From Figure 4a,b, it can be seen that in the case of independent signal the RMSE of all algorithms decreased with the increase of SNR and snapshots, and the RMSE of SPICE-ML proposed in this paper was the lowest, which illustrates that the proposed SPICE-ML approach outperformed the other methods. From the Table 2 and Table 3, specifically, compared with SPICE, SPICE-ML could efficiently reduce the RMSE vs. SNR from 0.147°–0.330° to 0.022°–0.238°, the RMSE vs. snapshots from 0.065°–0.150° to 0.051°–0.113° in the case of independent signal. From Figure 5a,b, we can see the estimation accuracy of the SPICE algorithm declined dramatically in the case of coherent signal compared with that in the case of independent signal.
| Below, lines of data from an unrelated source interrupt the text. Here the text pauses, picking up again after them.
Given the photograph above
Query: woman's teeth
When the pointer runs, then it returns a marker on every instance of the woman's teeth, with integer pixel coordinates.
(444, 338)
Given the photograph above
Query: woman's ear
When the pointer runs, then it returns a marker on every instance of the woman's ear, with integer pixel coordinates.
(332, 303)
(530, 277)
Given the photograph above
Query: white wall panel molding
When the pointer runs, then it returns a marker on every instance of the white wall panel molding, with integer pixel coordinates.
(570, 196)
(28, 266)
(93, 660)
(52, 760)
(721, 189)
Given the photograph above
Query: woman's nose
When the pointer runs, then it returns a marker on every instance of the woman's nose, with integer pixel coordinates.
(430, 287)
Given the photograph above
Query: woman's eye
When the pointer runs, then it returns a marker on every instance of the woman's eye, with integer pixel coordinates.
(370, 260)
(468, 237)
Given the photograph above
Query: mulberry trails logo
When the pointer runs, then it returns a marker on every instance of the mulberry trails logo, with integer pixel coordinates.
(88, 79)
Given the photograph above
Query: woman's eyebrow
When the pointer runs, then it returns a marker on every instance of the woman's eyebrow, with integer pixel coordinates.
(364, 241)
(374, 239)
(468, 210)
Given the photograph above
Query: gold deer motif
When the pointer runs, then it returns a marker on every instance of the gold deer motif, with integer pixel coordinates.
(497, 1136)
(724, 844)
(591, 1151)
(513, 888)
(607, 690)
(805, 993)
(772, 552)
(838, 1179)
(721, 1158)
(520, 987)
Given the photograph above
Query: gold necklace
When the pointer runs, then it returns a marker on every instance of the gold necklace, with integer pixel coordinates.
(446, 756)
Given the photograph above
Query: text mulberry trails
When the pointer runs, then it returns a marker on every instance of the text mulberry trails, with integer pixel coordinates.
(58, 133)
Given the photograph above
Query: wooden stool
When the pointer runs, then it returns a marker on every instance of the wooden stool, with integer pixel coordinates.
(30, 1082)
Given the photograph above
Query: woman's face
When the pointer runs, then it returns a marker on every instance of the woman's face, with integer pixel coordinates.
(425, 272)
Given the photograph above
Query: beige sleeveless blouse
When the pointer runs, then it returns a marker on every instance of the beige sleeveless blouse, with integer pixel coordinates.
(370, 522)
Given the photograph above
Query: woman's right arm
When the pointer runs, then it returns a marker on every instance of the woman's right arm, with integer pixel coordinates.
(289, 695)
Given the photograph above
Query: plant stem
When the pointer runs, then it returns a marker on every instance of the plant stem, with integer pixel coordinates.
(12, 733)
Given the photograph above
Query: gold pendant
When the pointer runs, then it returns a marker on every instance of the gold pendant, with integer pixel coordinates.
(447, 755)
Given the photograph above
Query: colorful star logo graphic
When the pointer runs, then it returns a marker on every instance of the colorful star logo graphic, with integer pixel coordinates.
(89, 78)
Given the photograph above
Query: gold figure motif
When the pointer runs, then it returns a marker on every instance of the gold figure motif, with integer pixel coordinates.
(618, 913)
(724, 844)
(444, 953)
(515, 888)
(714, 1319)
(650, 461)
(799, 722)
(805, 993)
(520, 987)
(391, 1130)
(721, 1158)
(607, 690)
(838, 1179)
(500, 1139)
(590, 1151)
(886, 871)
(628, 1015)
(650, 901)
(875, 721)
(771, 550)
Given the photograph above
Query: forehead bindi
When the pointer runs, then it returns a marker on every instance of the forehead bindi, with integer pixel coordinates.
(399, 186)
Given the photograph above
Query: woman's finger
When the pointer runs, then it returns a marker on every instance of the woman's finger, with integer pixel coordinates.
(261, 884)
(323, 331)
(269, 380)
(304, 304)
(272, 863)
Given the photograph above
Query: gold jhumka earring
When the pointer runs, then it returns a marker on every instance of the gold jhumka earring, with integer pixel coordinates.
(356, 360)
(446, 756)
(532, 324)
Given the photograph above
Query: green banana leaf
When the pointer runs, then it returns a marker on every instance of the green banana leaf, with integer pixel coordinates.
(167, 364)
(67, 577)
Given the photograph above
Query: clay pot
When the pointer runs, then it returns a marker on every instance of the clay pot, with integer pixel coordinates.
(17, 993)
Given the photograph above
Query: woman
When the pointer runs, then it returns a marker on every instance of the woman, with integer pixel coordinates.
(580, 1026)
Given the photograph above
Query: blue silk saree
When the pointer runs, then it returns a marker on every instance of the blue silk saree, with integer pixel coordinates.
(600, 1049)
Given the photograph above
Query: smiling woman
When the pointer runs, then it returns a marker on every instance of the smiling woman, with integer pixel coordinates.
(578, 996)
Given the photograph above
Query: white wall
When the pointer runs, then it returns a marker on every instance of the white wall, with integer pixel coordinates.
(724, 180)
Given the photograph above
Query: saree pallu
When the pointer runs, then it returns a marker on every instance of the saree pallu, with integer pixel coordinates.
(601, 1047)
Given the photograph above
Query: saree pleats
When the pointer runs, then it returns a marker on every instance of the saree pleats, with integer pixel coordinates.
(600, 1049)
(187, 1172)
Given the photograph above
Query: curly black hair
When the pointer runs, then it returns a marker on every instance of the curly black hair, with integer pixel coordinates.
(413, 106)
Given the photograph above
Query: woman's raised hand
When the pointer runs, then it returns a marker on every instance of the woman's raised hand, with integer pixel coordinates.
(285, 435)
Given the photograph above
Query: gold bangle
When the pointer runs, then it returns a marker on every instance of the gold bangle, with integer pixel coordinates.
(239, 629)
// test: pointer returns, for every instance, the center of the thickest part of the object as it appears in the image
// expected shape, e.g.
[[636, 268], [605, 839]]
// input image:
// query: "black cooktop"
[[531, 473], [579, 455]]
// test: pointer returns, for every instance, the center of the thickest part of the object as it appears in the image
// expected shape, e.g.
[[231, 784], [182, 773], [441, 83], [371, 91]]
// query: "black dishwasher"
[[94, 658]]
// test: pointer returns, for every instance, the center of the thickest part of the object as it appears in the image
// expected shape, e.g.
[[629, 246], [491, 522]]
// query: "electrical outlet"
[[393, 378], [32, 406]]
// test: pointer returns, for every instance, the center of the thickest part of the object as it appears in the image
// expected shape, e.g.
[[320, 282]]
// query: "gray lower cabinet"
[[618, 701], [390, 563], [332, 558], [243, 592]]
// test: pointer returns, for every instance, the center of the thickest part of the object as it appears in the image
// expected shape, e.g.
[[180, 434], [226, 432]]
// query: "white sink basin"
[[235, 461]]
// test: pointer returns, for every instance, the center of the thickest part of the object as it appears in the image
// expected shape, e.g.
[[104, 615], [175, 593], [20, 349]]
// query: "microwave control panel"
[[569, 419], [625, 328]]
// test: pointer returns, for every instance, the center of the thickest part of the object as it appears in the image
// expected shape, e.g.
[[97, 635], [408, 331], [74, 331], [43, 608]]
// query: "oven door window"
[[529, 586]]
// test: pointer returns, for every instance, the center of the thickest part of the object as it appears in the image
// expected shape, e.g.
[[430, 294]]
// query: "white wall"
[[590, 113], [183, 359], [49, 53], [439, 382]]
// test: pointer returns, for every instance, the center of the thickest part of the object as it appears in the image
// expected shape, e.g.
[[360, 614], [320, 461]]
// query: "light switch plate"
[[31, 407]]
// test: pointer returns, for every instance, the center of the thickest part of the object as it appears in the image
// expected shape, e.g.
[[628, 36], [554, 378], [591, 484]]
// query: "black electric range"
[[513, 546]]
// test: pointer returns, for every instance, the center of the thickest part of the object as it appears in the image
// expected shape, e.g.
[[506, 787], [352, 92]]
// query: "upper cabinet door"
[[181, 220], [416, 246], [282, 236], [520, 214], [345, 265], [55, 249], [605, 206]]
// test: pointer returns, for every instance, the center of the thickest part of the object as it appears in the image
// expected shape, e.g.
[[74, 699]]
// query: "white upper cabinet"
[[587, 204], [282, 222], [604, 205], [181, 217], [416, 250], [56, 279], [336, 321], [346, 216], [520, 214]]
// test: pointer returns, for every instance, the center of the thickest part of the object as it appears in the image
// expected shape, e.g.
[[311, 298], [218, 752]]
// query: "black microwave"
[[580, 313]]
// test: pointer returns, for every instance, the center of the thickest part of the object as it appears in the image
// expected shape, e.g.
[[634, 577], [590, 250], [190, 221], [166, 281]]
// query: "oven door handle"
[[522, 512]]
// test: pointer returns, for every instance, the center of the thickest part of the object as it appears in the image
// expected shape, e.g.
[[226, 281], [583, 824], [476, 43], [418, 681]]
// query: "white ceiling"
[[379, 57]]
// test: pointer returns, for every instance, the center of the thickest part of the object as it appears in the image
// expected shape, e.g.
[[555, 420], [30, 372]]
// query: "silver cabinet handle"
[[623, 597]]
However, source coherence did not degrade the DAS and IAA algorithm. Notably, SPICE-ML still offered the best estimation performance in the case of coherent signal, because the angle estimated by SPICE was further refined by minimizing an ML function. From the Table 4 and Table 5, we can see that compared with SPICE, the RMSE vs. SNR and snapshots were reduced from 0.195°–2.777° to 0.023°–0.244°, from 0.276°–1.950° to 0.053°–0.114°, respectively. We can also observe that there existed plateau effects for DAS, IAA, and SPICE. This is because all these methods estimate DOA by means of selecting one element from a fixed set of direction grid, but there always exists an estimation bias no matter how fine the direction grid is. Theoretically, bias can be reduced by selecting a dense gird. However, a dense grid will lead to large computation cost and is not applicable in practice. On the contrary, the SPICE-ML algorithm would not suffer from the plateau effect because of a refinement DOA estimation procedure based on minimizing a ML cost function.

6. Conclusions

In this paper, we combined the SPICE DOA estimation algorithm and maximum likelihood estimation and proposed a SPICE-ML algorithm. Compared with the SPICE algorithm, the SPICE-ML method derive an iterative correction procedure for signal power estimation based on the AMV criterion, and combat the limitation of the direction grid by minimazing a Maximum Likelihood cost function. The simulation results verify the effectiveness of the proposed algorithm. In addition, the superiority of the SPICE-ML algorithm in DOA estimation accuracy is illustrated compared with the DAS, IAA, and SPICE algorithms. Specifically, comparing with SPICE, SPICE-ML can efficiently reduce the RMSE vs. SNR from 0.147°–0.330° to 0.022°–0.238° in the case of independent signal, from 0.195°–2.777° to 0.023°–0.244° in coherent signal situation, the RMSE vs. snapshots from 0.065°–0.150° to 0.051°–0.113° in the case of independent signal, from 0.276°–1.950° to 0.053°–0.114° in coherent signal situation. In the future, it will be of interest to study the performance of SPICE-ML algorithm in the case of single snapshot. This paper only considers one-dimensional DOA estimation, so another future direction of interest would be the extension of SPICE-ML to two-dimensional DOA estimation.